The Royal Society caused friction with classicists. A memorable lecture at the opening of the Sheldonian Theatre in Oxford 1669 shows this. The address was by Robert South, the University orator. He denigrated the Society in front of many members inc Christopher Wren who had designed the building! I quote John Evelyn who was there, “Then followed Dr. South, the Universitie’s orator, in an eloquent speech, which was very long, and not without some malicious and indecent reflections on the Royal Society.... “ and observed “that fellows of Royal Society ‘can admire nothing except fleas, lice, and themselves” referring to Robert Hooke’s work on the microscope.  

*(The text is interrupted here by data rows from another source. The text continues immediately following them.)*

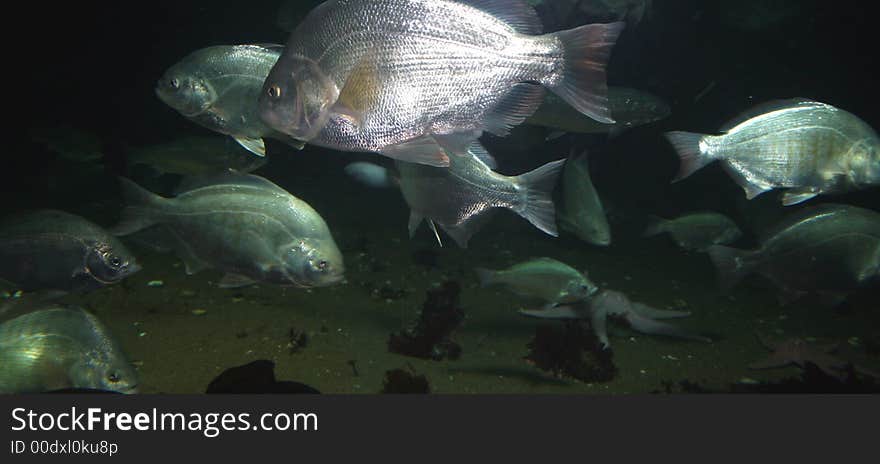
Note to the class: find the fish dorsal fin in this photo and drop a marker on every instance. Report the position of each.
(518, 105)
(768, 107)
(270, 46)
(360, 93)
(479, 152)
(521, 16)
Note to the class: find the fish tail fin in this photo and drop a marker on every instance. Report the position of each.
(485, 276)
(138, 215)
(656, 226)
(538, 186)
(583, 82)
(691, 157)
(731, 265)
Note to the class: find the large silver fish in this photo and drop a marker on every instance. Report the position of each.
(55, 347)
(828, 249)
(629, 108)
(697, 231)
(808, 147)
(415, 79)
(244, 225)
(582, 213)
(551, 281)
(54, 250)
(457, 198)
(218, 88)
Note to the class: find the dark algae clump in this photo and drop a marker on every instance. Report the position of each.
(430, 338)
(571, 350)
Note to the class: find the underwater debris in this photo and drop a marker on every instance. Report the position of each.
(399, 381)
(255, 378)
(429, 338)
(571, 350)
(426, 257)
(297, 340)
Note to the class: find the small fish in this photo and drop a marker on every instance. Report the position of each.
(610, 303)
(697, 231)
(415, 80)
(549, 280)
(629, 108)
(457, 198)
(57, 347)
(217, 87)
(828, 250)
(244, 225)
(192, 156)
(54, 250)
(808, 147)
(370, 175)
(582, 213)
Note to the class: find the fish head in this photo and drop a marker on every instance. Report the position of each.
(110, 261)
(187, 92)
(105, 368)
(297, 98)
(580, 290)
(312, 263)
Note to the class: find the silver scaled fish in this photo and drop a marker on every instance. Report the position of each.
(417, 79)
(458, 198)
(807, 147)
(54, 347)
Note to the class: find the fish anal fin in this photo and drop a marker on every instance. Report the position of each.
(254, 145)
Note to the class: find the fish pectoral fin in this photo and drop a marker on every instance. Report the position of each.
(421, 150)
(751, 188)
(360, 93)
(232, 280)
(795, 196)
(255, 146)
(436, 233)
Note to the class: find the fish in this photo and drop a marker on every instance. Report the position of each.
(697, 231)
(611, 303)
(415, 80)
(241, 224)
(582, 213)
(457, 198)
(807, 147)
(70, 143)
(551, 281)
(828, 250)
(55, 250)
(192, 156)
(53, 347)
(629, 108)
(370, 175)
(218, 87)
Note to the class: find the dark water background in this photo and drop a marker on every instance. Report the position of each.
(94, 65)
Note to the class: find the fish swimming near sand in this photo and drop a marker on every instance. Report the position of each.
(56, 347)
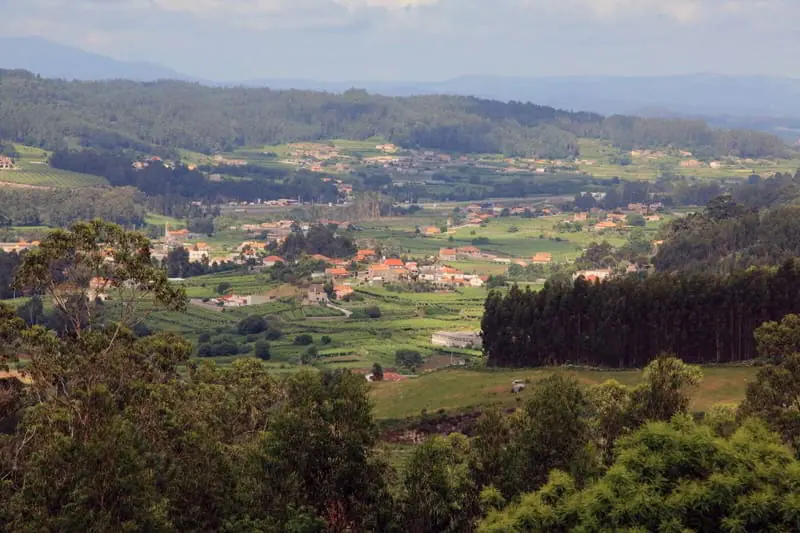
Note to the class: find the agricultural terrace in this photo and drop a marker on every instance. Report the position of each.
(407, 321)
(510, 237)
(456, 390)
(33, 170)
(602, 160)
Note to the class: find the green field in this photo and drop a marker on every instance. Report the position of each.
(649, 168)
(533, 235)
(33, 171)
(459, 390)
(407, 320)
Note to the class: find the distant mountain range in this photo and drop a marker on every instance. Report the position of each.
(53, 60)
(754, 102)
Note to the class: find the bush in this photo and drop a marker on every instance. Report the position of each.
(309, 355)
(204, 350)
(262, 350)
(408, 358)
(303, 340)
(219, 348)
(273, 334)
(636, 220)
(252, 325)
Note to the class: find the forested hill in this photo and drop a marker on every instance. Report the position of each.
(55, 114)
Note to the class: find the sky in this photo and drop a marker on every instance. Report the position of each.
(423, 40)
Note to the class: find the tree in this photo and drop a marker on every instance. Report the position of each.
(372, 311)
(408, 358)
(636, 220)
(775, 398)
(496, 281)
(611, 409)
(252, 325)
(273, 333)
(666, 391)
(554, 432)
(705, 484)
(438, 493)
(70, 265)
(779, 339)
(303, 340)
(377, 372)
(263, 350)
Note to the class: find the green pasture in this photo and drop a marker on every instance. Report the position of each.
(463, 389)
(33, 170)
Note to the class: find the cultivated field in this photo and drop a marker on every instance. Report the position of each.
(459, 390)
(33, 171)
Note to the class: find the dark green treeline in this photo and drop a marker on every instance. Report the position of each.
(627, 322)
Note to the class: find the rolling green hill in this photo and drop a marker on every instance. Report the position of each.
(33, 170)
(176, 115)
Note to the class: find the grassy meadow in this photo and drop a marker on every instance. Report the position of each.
(32, 170)
(463, 389)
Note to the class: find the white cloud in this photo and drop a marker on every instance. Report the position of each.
(423, 39)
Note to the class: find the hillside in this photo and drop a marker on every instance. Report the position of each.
(53, 60)
(170, 115)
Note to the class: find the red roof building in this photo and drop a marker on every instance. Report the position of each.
(393, 263)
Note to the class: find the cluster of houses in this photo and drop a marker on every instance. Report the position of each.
(393, 270)
(18, 247)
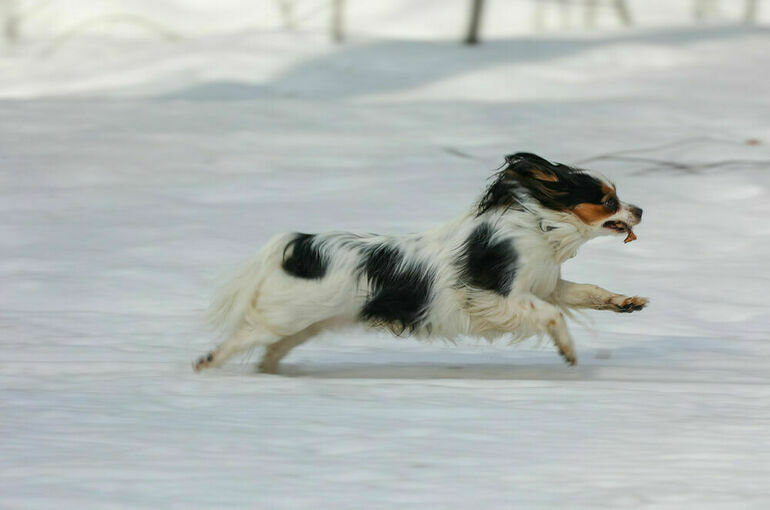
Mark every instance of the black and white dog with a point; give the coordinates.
(494, 270)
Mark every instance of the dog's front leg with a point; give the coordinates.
(585, 295)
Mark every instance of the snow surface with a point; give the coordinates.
(133, 172)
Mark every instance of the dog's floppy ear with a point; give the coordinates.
(532, 166)
(547, 182)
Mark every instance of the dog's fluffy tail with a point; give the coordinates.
(236, 298)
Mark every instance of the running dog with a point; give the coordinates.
(494, 270)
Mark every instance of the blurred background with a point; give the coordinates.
(147, 147)
(151, 47)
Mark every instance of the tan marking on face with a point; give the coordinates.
(591, 213)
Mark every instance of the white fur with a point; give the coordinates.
(264, 306)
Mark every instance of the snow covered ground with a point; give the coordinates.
(132, 172)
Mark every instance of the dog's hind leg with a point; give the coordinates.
(246, 337)
(274, 353)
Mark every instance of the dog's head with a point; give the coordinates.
(589, 198)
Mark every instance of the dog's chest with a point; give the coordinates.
(538, 273)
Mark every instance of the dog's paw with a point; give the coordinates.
(625, 304)
(204, 361)
(568, 353)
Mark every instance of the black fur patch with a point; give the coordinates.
(486, 263)
(305, 259)
(554, 185)
(400, 290)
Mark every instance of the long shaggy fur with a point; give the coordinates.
(494, 270)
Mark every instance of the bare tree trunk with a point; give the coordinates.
(565, 11)
(287, 13)
(11, 19)
(751, 11)
(624, 13)
(475, 21)
(590, 13)
(338, 29)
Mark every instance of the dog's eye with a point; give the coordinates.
(611, 204)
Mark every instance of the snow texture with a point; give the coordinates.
(134, 171)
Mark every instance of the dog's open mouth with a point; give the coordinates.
(621, 227)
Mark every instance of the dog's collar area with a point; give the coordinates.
(546, 228)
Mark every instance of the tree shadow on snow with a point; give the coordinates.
(392, 65)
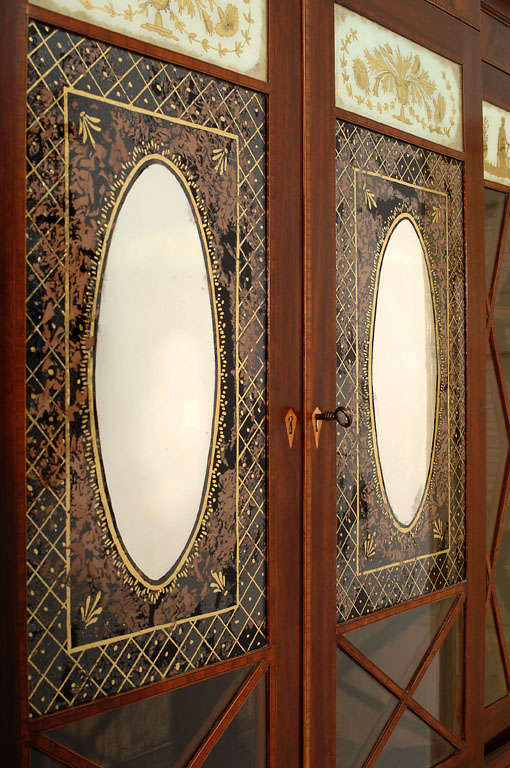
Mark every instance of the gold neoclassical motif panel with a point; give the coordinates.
(401, 465)
(231, 34)
(496, 143)
(388, 78)
(104, 127)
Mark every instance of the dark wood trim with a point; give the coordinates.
(474, 660)
(385, 734)
(226, 717)
(496, 90)
(145, 49)
(455, 761)
(494, 36)
(13, 635)
(396, 133)
(499, 255)
(498, 187)
(319, 616)
(285, 381)
(394, 610)
(499, 757)
(111, 703)
(496, 719)
(468, 12)
(435, 645)
(404, 695)
(497, 9)
(47, 746)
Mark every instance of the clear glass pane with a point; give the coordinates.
(397, 644)
(494, 207)
(497, 448)
(362, 708)
(495, 685)
(38, 760)
(156, 733)
(244, 742)
(413, 745)
(441, 690)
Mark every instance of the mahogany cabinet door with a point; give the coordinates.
(151, 326)
(496, 114)
(394, 323)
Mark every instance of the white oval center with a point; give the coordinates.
(404, 371)
(155, 371)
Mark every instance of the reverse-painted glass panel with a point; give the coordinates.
(391, 79)
(404, 320)
(232, 34)
(155, 371)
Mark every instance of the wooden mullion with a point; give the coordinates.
(117, 39)
(111, 703)
(455, 761)
(404, 695)
(500, 517)
(384, 735)
(501, 637)
(394, 610)
(499, 252)
(490, 584)
(62, 754)
(435, 724)
(369, 666)
(435, 645)
(500, 378)
(226, 717)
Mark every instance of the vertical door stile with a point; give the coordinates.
(319, 489)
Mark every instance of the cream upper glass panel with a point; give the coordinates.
(496, 143)
(230, 34)
(388, 78)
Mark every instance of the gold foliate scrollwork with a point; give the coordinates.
(91, 611)
(170, 19)
(392, 81)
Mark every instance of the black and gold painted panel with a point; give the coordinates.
(380, 181)
(95, 115)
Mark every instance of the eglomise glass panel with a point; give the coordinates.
(232, 34)
(146, 370)
(400, 371)
(161, 731)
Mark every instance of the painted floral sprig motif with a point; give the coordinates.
(391, 80)
(402, 75)
(171, 19)
(87, 127)
(218, 583)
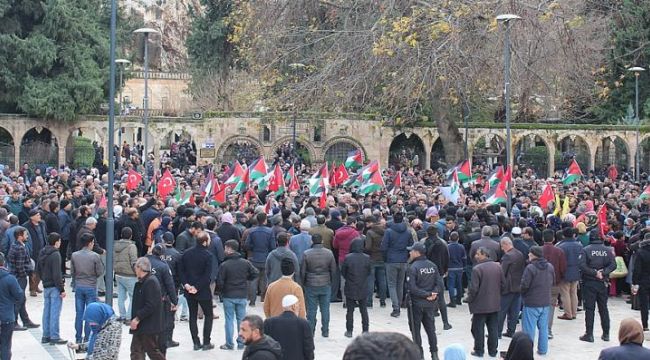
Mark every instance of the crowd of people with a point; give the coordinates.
(410, 249)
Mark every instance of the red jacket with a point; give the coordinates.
(555, 256)
(342, 239)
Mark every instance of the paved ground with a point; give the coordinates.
(565, 345)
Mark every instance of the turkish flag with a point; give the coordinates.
(133, 180)
(166, 185)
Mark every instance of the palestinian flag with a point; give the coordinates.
(498, 196)
(572, 174)
(645, 194)
(235, 177)
(374, 183)
(276, 182)
(397, 183)
(546, 197)
(243, 183)
(294, 185)
(354, 160)
(258, 172)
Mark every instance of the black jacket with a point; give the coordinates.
(423, 278)
(165, 278)
(147, 306)
(195, 269)
(265, 349)
(234, 275)
(294, 335)
(437, 252)
(49, 268)
(596, 256)
(355, 270)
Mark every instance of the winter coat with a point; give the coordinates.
(342, 239)
(355, 270)
(49, 268)
(273, 264)
(536, 283)
(147, 306)
(512, 265)
(484, 294)
(396, 240)
(126, 253)
(318, 267)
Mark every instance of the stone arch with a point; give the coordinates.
(7, 149)
(489, 149)
(406, 150)
(531, 151)
(239, 147)
(612, 149)
(305, 149)
(334, 149)
(39, 147)
(569, 146)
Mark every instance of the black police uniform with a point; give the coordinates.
(423, 278)
(596, 256)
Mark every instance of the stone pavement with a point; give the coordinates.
(565, 345)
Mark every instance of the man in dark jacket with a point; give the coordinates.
(259, 244)
(569, 285)
(396, 239)
(258, 345)
(355, 270)
(438, 253)
(484, 298)
(374, 236)
(49, 268)
(424, 284)
(512, 266)
(234, 275)
(596, 263)
(317, 272)
(291, 331)
(146, 322)
(11, 295)
(536, 283)
(195, 269)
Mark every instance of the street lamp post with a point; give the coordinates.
(637, 72)
(123, 63)
(110, 221)
(146, 32)
(506, 20)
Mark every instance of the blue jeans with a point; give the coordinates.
(125, 286)
(536, 318)
(316, 296)
(233, 308)
(6, 333)
(455, 284)
(378, 271)
(396, 274)
(82, 297)
(510, 306)
(51, 313)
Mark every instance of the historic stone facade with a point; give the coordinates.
(320, 136)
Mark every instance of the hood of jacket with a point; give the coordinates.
(398, 227)
(265, 344)
(47, 251)
(356, 246)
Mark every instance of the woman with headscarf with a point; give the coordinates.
(106, 333)
(630, 336)
(521, 347)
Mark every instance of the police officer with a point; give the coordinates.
(171, 256)
(168, 290)
(424, 285)
(596, 263)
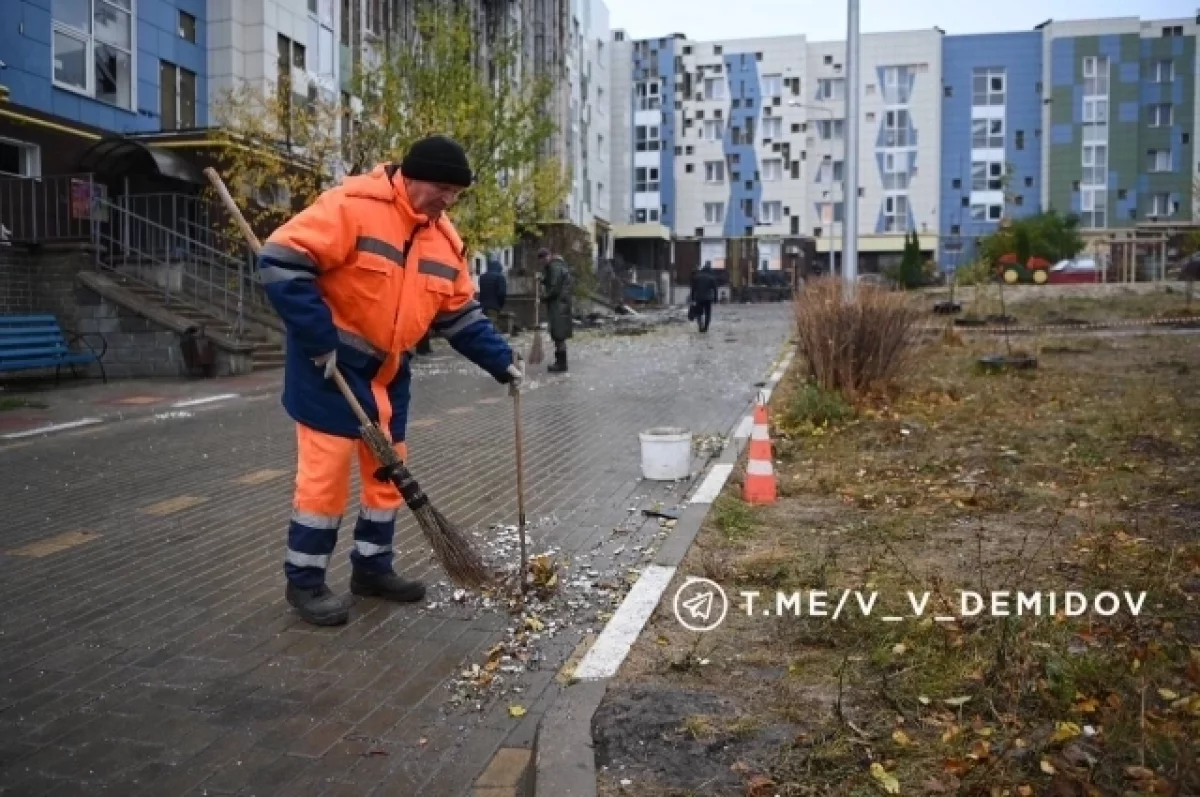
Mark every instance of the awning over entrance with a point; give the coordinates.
(124, 157)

Even King Charles II patron of the Society was reported to “laugh mightily” at the Royal Society for “weighing air”

Boyle thought scientific investigation an act of worship. He thought “discovering the perfection of God displayed in creatures, a more acceptable act of religion than the burning of sacrifices or perfume on the alter” 

Isaac Newton in Optics 4th ed 1730 “ Natural philosophy was a means of enlarging the bounds of moral philosophy and the shedding of light on the nature of the first cause (God)” 

To them the quest of material benefits at relieving the human estate was Christian charity in action. 

So hopefully you can see how creative these natural philosophers were, and with their devout Puritan religious views felt it was their duty to experiment and innovate. Some in pure science, some in applied science with an emphysis on profitable endevours such as cider. The Church authorities in England if not supported them were not antagonistic unlike the Catholic Church in Europe. Most criticism came from classicists who followed Aristotelean 'science'

Latter entering the 21st Century there was an inversion in the power play between science and religion as it grew more scientific and distanced from theology. Thomas Huxley was described as Darwin’s bulldog in 1860.  Pictured here defending Darwin. No longer a harmonious situation.